A Very Fine House is an intimate memoir of a Christian mother's Norman Rockwell family turned upside down by her daughter's descent into meth addiction and crime. Bright and beautiful, Annie is an unlikely candidate for meth. Living fast and hard on the streets of Bend, Oregon, she commits crimes against herself, the community, and her own family. This is also the story of a mother's revelation and journey where both love and faith are tested—and ultimately redefined.
The author chronicles her child's addiction in a way that other writers have not. What begins as an obsession to save her daughter, and a rage against God for allowing drugs to devour her college-age girl, transforms into release and submission to God's will. Barbara Cofer Stoefen tells not only the story of what happened, but she also weaves throughout the pages the many God-given gifts that are presented on her journey—the insights, epiphanies, lessons, and truths that show her the way to health and restoration.

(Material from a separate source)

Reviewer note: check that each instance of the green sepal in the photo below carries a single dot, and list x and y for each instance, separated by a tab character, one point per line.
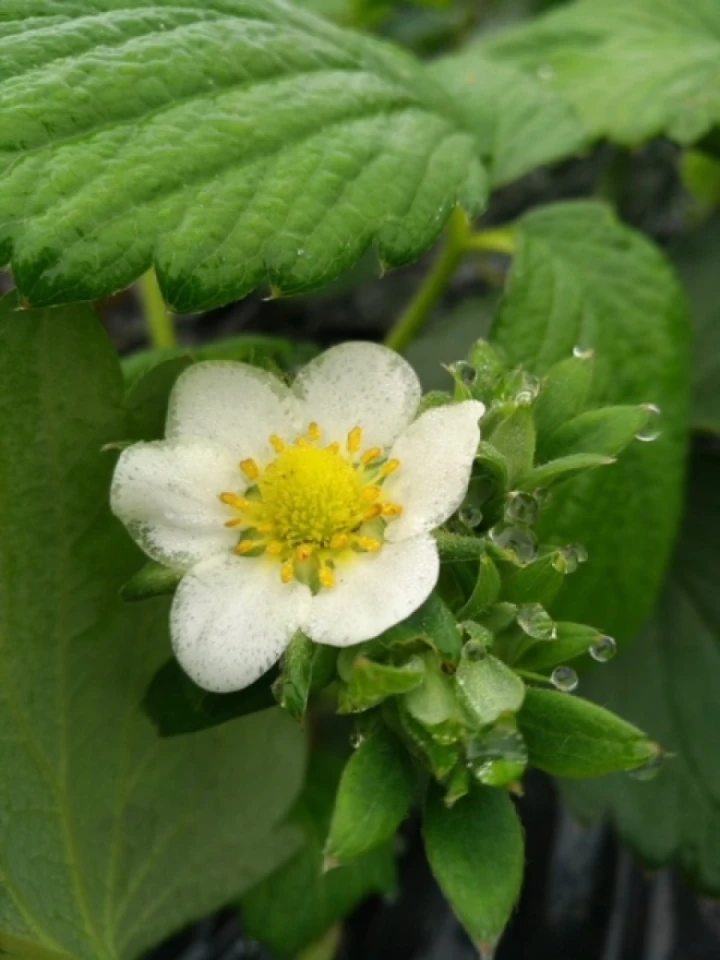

The book is organized into three parts. Part I introduces the reader to the Stoefen family and Barbara's dream for its idyllic future. Kinks in the perfect life appear. When Annie's alcoholism, drugs, and criminality ensue, Barbara fights to save her. The first section ends with a snapshot of Barbara's all-consuming grief and the devastating loss of not just her daughter, but her dream for her own life as well. In Part II, Barbara turns inward. She finds support and a new way of thinking. She surrenders to God. While Barbara continues the battle to save her daughter, she ultimately finds the courage to save herself. Part III deals with Annie's recovery—and Barbara's. Both experience a spiritual awakening and are transformed. Annie's treatment and recovery teach Barbara much about love and forgiveness, and acceptance over judgment. Her eyes and her heart are opened to a greater humanity. A new and better dream for her life is born.
A Very Fine House is ultimately a celebration. Readers will find hope and inspiration for their own journeys. But the practical advice in this book doesn't lead to the kind of conclusions that are simplistic or idealistic. A Norman Rockwell picture of life gives way to something more substantial and real. While hard truths are faced, freedom is ultimately won.